How We Used Kibana to Dial in Our Configuration
The disadvantage of checking only the CPU was that at some tests, due to the heavy load that each workspace had, might have misleading results. Hence, we had to create a new index that will help us identify which configuration will reduce the CPU load, without taking into account the load of each workspace as each one was sending around 1000 messages. That new index we wanted to measure the amount of connections and disconnections, as that was the indicator that was causing us high CPU load. So, we enabled logging in RDS for
`log_disconnections` in RDS and we managed to expose cloudwatch to our Kibana so that to count the number of logs for the disconnections and connections with a dashboard in Kibana. Both disconnections and connections on every test/run were almost similar, so we decided to select disconnections for the index. Each test/run has a different number of workspaces, so in order to compare these numbers we divided the disconnections with the workspaces so to get an average of disconnections per workspace.
The numbers on the right show the number of workspaces that exist in each logical database. So, no matter how many workspaces there are, the trends are clear, that when there are 2.5 physical connections per workspace, the disconnections per workspace minimize to almost 0. This means that when there is a logical database that has 20 workspaces, it should have more than 50 (20 multiplied with 2.5x) max connections per logical database. A different example is that when there are 50 workspaces, the max connections per logical database should be more than 125.
A second hurdle was to visualize the relationship between the number of workspaces per logical DB, the max connections per logical DB and the CPU load. So we decided to create a new index between the first two parameters, which will show how many physical connections will correspond to each workspace. Then it will be easier to compare CPU load with the new index physical connections per workspace.
On the graph above, the numbers on the right show the number of installations that exist in each logical database. The lines show a similar trend, as each line is an offset of the previous ones. This makes sense as in each line we have the same amount of workspaces and as we increase the workspaces (e.g., from 15 to 20) we create more load on the CPU, which explains that offset. The trends show that with more than 2.5-3 connections per installation, the CPU % usage starts to stabilize and not reduce any more. This, in accordance with the previous graph, shows that the high CPU load from 1 until the 2.5 physical connections per workspace is high due to the high amount of disconnections that the database has. After that point of 2.5 physical connections per workspace, the CPU does not reduce any further due to the load that is created from testwick as all the workspaces send 1000 messages which creates a lot of pressure into the database by itself.

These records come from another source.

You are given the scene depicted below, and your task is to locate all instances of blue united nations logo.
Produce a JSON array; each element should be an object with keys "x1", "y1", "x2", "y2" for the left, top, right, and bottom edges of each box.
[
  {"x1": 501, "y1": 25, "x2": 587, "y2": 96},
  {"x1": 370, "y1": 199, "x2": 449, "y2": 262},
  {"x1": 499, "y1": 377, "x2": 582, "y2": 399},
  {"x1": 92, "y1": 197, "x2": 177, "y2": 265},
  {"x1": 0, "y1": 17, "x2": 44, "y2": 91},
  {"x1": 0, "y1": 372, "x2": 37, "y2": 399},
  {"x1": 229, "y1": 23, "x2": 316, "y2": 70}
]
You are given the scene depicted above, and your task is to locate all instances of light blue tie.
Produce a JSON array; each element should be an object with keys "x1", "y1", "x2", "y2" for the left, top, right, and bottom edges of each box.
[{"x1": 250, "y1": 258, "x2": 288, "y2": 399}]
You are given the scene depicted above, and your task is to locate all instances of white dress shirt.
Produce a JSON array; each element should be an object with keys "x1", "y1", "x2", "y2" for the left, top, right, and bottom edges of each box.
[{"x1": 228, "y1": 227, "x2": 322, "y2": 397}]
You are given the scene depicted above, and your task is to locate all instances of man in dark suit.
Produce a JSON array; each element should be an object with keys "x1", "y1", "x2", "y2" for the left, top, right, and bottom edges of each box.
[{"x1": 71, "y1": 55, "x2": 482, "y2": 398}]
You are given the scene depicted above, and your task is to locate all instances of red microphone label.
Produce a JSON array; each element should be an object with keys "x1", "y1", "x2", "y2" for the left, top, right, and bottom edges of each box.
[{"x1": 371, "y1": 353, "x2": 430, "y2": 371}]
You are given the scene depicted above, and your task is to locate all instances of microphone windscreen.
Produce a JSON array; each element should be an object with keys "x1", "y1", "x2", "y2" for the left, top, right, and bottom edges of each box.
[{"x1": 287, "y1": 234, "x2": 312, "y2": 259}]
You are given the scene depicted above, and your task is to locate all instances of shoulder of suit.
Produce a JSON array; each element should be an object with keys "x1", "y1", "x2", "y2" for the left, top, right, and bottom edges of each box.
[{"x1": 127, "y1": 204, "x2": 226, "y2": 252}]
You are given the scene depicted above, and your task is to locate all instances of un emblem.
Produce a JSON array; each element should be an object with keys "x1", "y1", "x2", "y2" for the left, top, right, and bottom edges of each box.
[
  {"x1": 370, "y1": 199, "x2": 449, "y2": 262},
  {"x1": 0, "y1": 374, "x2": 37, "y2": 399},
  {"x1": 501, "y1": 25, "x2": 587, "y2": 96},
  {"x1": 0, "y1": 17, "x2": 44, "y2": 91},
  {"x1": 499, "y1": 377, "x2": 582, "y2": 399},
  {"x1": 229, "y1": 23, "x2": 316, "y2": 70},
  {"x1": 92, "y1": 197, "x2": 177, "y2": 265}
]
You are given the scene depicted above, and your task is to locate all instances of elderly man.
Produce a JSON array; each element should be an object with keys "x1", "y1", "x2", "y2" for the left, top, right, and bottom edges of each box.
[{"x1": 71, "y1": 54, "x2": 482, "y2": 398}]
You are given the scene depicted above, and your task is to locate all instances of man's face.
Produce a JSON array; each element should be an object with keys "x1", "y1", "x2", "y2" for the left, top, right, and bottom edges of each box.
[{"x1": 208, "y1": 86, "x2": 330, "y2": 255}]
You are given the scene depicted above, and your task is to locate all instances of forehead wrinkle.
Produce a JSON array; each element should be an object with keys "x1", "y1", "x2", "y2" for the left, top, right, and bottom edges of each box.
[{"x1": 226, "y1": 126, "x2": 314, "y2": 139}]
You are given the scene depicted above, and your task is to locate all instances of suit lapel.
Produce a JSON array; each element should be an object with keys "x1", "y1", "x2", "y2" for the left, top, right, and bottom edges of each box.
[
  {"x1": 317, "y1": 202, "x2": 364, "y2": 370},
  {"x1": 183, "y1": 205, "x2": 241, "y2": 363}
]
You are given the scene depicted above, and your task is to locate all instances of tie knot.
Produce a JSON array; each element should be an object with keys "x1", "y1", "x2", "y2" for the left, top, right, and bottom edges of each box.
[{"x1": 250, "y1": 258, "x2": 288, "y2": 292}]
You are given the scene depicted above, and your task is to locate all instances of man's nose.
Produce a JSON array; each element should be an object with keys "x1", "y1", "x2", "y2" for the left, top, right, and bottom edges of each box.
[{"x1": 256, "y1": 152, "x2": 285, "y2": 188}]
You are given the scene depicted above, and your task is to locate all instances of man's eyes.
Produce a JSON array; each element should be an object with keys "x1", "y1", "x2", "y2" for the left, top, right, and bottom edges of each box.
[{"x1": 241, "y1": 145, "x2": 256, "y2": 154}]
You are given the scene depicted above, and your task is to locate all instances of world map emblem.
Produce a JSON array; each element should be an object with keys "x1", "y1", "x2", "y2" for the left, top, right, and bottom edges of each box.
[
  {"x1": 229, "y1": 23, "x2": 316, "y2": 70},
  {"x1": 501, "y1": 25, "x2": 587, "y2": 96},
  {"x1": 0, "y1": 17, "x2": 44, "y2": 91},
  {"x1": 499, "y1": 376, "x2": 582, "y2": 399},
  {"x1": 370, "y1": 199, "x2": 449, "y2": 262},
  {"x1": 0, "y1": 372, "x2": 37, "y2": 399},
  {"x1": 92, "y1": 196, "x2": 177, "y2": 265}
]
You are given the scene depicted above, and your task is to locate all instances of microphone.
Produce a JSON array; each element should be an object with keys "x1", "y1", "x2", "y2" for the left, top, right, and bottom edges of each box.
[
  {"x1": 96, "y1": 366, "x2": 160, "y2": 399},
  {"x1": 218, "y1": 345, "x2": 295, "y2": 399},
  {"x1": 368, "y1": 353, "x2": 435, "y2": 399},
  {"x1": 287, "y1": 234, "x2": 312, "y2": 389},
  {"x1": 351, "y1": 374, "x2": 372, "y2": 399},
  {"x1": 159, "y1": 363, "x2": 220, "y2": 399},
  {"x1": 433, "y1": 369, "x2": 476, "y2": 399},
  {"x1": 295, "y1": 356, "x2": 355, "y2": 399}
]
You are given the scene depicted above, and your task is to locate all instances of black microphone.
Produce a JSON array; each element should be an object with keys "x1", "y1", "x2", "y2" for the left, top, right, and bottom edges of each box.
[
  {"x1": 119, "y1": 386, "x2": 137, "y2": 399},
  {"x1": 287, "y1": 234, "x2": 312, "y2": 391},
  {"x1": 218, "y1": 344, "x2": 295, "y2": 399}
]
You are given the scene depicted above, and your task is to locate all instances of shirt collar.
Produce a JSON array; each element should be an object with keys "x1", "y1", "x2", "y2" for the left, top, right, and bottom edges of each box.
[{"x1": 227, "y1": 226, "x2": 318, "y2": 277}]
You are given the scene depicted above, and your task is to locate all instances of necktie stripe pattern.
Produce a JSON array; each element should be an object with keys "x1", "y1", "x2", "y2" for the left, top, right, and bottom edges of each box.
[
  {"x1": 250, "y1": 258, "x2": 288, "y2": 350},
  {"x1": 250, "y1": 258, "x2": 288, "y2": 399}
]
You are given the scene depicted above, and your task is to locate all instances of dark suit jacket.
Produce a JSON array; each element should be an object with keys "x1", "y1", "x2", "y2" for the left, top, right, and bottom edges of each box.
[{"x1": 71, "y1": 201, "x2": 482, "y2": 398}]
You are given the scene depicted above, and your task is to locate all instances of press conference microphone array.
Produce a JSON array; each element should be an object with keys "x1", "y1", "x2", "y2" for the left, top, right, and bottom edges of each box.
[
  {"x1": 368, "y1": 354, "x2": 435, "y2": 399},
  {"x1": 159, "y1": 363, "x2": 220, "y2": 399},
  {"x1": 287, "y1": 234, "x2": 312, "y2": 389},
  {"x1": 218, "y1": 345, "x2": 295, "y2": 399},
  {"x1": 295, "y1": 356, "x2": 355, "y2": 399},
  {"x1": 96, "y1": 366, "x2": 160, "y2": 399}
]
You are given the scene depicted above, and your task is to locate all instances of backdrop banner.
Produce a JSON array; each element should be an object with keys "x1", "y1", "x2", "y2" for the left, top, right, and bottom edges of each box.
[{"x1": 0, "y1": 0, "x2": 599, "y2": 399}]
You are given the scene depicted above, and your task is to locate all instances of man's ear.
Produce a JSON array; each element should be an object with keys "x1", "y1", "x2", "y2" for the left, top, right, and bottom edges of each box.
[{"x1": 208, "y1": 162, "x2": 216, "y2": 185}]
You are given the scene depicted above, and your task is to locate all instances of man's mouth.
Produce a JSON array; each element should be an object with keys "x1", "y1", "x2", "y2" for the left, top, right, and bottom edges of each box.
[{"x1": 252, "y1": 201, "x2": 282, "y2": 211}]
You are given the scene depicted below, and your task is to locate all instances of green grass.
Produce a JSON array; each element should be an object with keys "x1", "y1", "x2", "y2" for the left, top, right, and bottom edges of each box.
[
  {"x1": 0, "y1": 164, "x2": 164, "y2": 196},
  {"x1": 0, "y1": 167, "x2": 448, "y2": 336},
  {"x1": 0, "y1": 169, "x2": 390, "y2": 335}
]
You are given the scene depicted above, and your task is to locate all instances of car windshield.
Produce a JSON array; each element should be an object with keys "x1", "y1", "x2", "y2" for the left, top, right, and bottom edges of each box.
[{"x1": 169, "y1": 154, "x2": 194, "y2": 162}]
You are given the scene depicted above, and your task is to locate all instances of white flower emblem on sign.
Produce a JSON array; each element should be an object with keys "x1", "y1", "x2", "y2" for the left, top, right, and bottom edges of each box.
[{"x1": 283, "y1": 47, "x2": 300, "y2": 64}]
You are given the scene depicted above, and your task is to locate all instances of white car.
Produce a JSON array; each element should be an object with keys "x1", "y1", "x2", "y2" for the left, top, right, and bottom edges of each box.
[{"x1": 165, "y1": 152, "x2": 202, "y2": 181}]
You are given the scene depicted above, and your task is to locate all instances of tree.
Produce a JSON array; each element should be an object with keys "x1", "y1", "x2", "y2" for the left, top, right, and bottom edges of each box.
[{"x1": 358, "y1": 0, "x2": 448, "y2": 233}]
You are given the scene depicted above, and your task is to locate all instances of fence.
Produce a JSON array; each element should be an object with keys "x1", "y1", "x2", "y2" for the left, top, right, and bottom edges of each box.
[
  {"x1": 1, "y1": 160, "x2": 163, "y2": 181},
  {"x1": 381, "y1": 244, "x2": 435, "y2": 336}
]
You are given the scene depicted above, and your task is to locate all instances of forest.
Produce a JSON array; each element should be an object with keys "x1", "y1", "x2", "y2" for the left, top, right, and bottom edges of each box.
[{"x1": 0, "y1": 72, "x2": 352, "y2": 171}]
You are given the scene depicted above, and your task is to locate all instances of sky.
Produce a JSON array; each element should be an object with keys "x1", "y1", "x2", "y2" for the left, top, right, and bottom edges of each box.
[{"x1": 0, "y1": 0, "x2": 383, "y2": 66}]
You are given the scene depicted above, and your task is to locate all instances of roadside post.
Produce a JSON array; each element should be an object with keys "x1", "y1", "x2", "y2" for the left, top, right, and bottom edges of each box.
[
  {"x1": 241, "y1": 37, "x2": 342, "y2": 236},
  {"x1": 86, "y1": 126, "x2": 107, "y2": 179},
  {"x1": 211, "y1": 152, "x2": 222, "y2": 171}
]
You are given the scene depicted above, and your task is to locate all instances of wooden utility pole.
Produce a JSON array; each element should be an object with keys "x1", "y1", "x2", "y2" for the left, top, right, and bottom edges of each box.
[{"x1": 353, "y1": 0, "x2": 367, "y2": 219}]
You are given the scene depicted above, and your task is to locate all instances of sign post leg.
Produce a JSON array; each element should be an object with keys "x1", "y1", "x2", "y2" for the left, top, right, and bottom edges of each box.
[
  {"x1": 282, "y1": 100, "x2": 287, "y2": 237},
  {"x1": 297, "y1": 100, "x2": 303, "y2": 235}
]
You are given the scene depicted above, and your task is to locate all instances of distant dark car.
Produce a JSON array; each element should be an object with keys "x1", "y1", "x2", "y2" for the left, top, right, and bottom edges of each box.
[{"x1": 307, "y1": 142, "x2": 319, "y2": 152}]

It can be concluded from the graphs that having 2.5 physical connections per workspace is a safe choice for our environment in order to minimize the amount of disconnections/reconnections. But we need to keep in mind that these tests were using the workspaces at full load, by keeping sending 1000 messages every 0.5 second. So, we are thinking that we can still use 2 or even 1.5 physical connections per workspace as rarely there will be load on all workspaces simultaneously.